Sep 16, 2025 Thoughts

Learning About Municipal Open Data with a Cambridge Workshop

Information wants to be free and the city of Cambridge wants you to have access.

A couple months ago I wanted to find parcel datasets for land ownership in Arlington, MA. I found the janky Property Assessment Data form, but you can only search for one property at a time. In the process of looking for other sources I found Open Data for Arlington, MA which notes:

This website is not affiliated with town government in Arlington, MA, and is run by volunteers. We are collaborating with the town to obtain relevant data sets and increase the accessibility of information about local government to facilitate greater citizen engagement. Our long-term hope is that the town will capitalize on this work to build an official open data portal for the future, similar to Cambridge or Somerville.

The project is up on Github, and really cool. A bit of a shame though the town doesn't have an official offering.

The mention of other towns got me looking though. I found out that the City of Cambridge was offering an Open Data Workshop, hosted in the wonderful Cambridge Public Library. [^ Public services like libraries are hugely important! Not only did they host the event, but also the library had laptops people could check out to use for the workshop.] The workshop was designed to help equip a non-technical audience with the skills needed to start working with the data assets the city has opened up. Alex Epstein & Reinhard Engels, both former librarians, ran the session. To paraphrase them: "something about librarians makes them like collecting, categorizing and sharing data."

On Open vs Public Data

The presenters did a great job summarizing the difference between public and open data. The idea is that government records should be free and accessible to everyone. Public Data might technically be available, but it could be stored on paper in the basement of some building. Open Data is about making the information as usable as possible.

I wanted to know more about this and found A Guide to the Massachusetts Public Records Law . Some takeaways I learned from the document:

Every government record in Massachusetts is presumed to be public unless it may be withheld under a specifically stated exemption.

... each person has a right of access to public information. This right of access includes the right to inspect, copy or have a copy of records provided upon the payment of a reasonable fee, if any.

The Public Records Law broadly defines “public records” to include “all books, papers, maps, photographs, recorded tapes, financial statements, statistical tabulations, or other documentary materials or data, regardless of physical form or characteristics, made or received by any officer or employee” of any Massachusetts governmental entity.

There are strictly and narrowly construed exemptions and common law privileges to the broad definition of “public records.”

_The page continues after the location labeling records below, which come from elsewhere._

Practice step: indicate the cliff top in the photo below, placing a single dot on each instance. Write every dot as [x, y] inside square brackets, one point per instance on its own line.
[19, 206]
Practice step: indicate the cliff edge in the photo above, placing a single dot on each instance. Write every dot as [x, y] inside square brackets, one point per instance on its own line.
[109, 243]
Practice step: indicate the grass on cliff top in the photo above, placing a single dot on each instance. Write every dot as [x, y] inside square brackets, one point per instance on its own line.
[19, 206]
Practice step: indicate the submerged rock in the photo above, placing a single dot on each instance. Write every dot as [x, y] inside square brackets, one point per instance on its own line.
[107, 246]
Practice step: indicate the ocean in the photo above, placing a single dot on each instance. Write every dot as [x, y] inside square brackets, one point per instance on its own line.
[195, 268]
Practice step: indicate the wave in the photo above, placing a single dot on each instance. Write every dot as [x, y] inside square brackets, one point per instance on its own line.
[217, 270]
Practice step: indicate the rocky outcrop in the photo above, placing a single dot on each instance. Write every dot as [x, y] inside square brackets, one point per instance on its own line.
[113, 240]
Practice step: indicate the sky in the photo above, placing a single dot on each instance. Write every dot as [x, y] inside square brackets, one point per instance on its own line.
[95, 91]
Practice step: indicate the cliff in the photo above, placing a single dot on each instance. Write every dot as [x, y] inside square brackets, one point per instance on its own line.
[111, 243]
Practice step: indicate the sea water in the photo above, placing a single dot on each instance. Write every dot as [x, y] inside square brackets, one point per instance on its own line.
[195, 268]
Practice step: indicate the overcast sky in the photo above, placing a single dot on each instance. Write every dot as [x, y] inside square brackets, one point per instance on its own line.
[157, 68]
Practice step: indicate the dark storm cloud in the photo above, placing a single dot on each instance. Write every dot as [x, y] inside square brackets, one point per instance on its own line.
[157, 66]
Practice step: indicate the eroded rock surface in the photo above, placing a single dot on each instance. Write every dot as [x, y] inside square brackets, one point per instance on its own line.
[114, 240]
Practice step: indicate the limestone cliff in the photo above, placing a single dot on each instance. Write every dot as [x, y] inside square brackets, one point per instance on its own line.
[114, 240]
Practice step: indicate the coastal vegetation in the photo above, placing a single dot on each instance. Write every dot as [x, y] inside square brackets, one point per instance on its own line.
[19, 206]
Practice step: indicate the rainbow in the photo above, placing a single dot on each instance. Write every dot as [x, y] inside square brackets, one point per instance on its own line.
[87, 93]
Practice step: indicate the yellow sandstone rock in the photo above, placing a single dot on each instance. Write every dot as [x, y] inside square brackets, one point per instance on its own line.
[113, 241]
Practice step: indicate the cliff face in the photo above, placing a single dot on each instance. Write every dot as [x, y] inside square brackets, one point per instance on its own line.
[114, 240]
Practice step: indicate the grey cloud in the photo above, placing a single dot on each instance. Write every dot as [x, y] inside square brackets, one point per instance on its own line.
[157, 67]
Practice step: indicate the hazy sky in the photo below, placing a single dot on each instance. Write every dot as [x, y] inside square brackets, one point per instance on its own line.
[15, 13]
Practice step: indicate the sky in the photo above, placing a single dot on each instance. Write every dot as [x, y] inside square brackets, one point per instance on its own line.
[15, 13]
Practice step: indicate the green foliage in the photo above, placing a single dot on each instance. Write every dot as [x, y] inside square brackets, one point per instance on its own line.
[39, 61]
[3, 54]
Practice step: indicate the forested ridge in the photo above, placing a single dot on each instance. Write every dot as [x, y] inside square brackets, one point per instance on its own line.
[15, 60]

So by the letter of the law you should be able to access these records, but often the process is not easy. Open data aims to reduce the types of friction you can imagine with access:

Using systems so the data can be provided without cost
Automatically making data assets and updates available. That way you do not have to make requests and wait on receiving the information.
Providing the information in commonly used, standard formats

Working with the property dataset

In the workshop we accessed the data assets through the Cambridge Open Data Portal. The presenters mentioned the portal uses the same vendor that cities like NYC and Chicago use. I'll come back to this topic in a bit.

We used the site's interface to work with the data and I think that was the best approach for the wide variety of people that were in the audience. They noted that if you were inclined you could grab the assets as CSVs to work with in a spreadsheet, or you could programmatically access them through an API.

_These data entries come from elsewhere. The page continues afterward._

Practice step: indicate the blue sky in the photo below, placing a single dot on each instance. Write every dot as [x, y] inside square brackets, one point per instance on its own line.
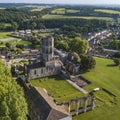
[64, 1]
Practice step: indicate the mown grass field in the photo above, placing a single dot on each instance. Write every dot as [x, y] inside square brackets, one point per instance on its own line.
[72, 11]
[48, 16]
[58, 11]
[107, 11]
[5, 38]
[38, 8]
[60, 89]
[63, 10]
[4, 34]
[107, 76]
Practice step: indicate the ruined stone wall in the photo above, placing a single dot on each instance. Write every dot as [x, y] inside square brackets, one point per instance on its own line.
[42, 72]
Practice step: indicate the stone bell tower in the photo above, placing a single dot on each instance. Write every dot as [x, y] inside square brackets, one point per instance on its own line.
[48, 50]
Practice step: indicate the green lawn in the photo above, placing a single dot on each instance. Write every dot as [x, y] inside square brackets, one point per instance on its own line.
[107, 76]
[72, 11]
[4, 34]
[58, 11]
[14, 42]
[59, 88]
[107, 11]
[38, 8]
[48, 16]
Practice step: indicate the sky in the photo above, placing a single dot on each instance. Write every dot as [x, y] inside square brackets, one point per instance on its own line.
[63, 1]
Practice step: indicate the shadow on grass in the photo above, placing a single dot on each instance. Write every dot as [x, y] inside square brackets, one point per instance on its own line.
[111, 65]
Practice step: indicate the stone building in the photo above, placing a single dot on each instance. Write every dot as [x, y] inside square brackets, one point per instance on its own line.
[47, 65]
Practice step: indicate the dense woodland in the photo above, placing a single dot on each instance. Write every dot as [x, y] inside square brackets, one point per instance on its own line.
[12, 102]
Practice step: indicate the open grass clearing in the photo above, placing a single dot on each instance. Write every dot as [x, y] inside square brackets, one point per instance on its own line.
[58, 11]
[4, 34]
[57, 87]
[72, 11]
[107, 11]
[39, 8]
[48, 16]
[107, 76]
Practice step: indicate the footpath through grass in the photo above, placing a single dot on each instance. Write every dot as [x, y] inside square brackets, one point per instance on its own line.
[57, 87]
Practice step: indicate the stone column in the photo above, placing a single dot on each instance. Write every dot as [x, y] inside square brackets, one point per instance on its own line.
[85, 104]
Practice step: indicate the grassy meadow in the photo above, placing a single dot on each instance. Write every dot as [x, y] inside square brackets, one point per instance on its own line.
[107, 11]
[4, 34]
[60, 89]
[107, 76]
[5, 38]
[48, 16]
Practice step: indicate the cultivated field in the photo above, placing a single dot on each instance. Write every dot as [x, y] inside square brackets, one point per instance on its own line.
[60, 89]
[107, 11]
[48, 16]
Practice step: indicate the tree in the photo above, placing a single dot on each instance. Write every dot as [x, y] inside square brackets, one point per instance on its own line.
[116, 61]
[87, 63]
[78, 45]
[33, 25]
[14, 26]
[12, 102]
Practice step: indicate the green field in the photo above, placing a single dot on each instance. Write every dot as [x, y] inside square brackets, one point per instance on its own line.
[62, 11]
[4, 34]
[60, 89]
[38, 8]
[72, 11]
[107, 11]
[107, 76]
[48, 16]
[58, 11]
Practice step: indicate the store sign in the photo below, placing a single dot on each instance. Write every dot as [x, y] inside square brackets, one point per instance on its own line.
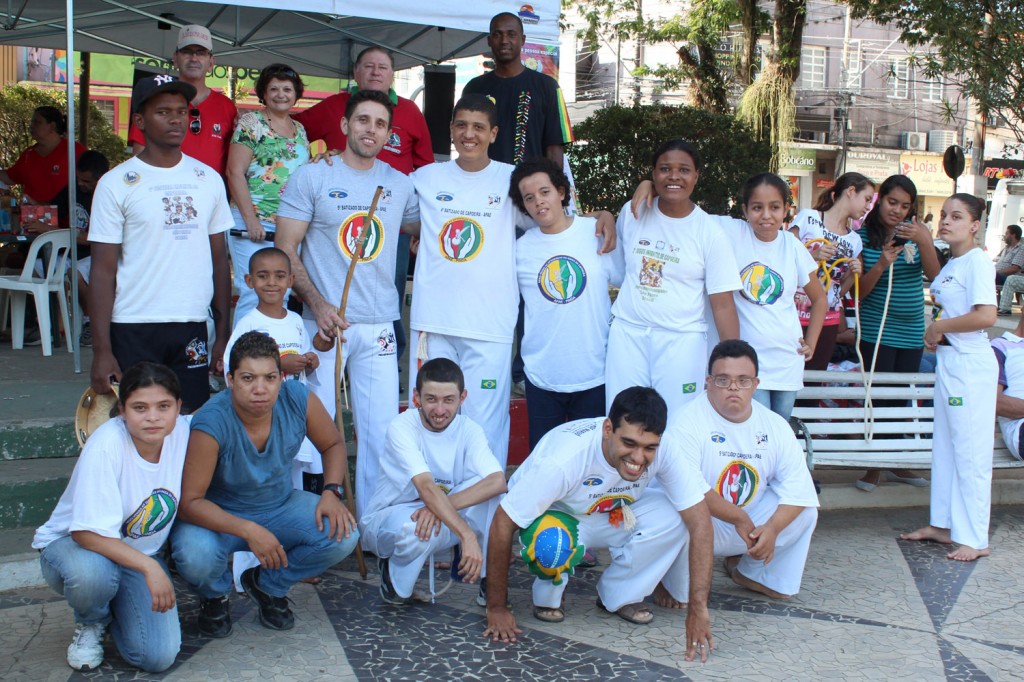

One asset we looked at is the Cambridge Property Dataset. Each property is categorized by land use. They are encoded in esoteric abbreviations, but after the session I was able to find a table of land use categories.

One demo from the class was to:

filter for assessment year of 2025
filter for SNGL-FAM-RES to find single family residential properties
sort by assessed value, descending

These are the top rows:

Address	Land Area	Assessed Value	Sale Price	Sale Date	Owner Name
51-61 Highland St	77,261	$20,142,300.00	$0.00	07/20/2015	NOWISZEWSKI, DANIEL & ANNETTE NOWISZEWSKI TRUSTEE
168R Brattle St	71,531	$18,532,700.00	$0.00	11/07/2006	FIRST NATIONAL BANK OF BOSTON, TR.
157 Brattle St	17,901	$16,582,000.00	$0.00	03/15/2021	QUAGLIAROLI, JAMES J. & KIMBERLY A. HENRY TR.
88 Appleton St	29,649	$15,208,600.00	$1.00	01/31/2018	RIVIERE, MATTHIEU R.
12 Lakeview Ave	30,236	$15,152,500.00	$15,100,000.00	10/31/2018	CASE, JEFFERSON M.
153 Brattle St	22,505	$14,904,200.00	$10,600,000.00	07/12/2011	GINER, A. SILVANA, TRUSTEE OF
1 Reservoir St	30,806	$14,797,800.00	$1.00	03/19/2020	DONOHUE, ROBERT TRUSTEE
12 Hubbard Park Rd	14,217	$14,428,500.00	$15,000,000.00	01/25/2019	PALANDJIAN, PETER, TRUSTEE
163 Brattle St	26,841	$14,348,400.00	$1.00	08/05/2008	MANUS, DEBORAH J. TRUSTEE OF
89 Appleton St	36,412	$13,388,000.00	$1.00	08/27/2021	GROSS-LOH DAVID B
1 Highland St	17,856	$13,075,400.00	$5,750,000.00	09/30/2005	HIGGINS, ROBERT F.
71 Appleton St	27,712	$13,029,300.00	$10.00	05/13/2016	71 APPLETON LLC
70 Sparks St	31,703	$12,812,000.00	$100.00	09/05/2018	MASON, GEOFFREY M., TRUSTEE

Two interesting details the presenters noted about these rows:

You can see the owners name. People are often surprised by that, but the info is on the records and there is no exception in the law to remove them.
Many of the houses have a sale price of $0 or small nominal amount. This is an example of generational wealth: people inheriting the property from their parents.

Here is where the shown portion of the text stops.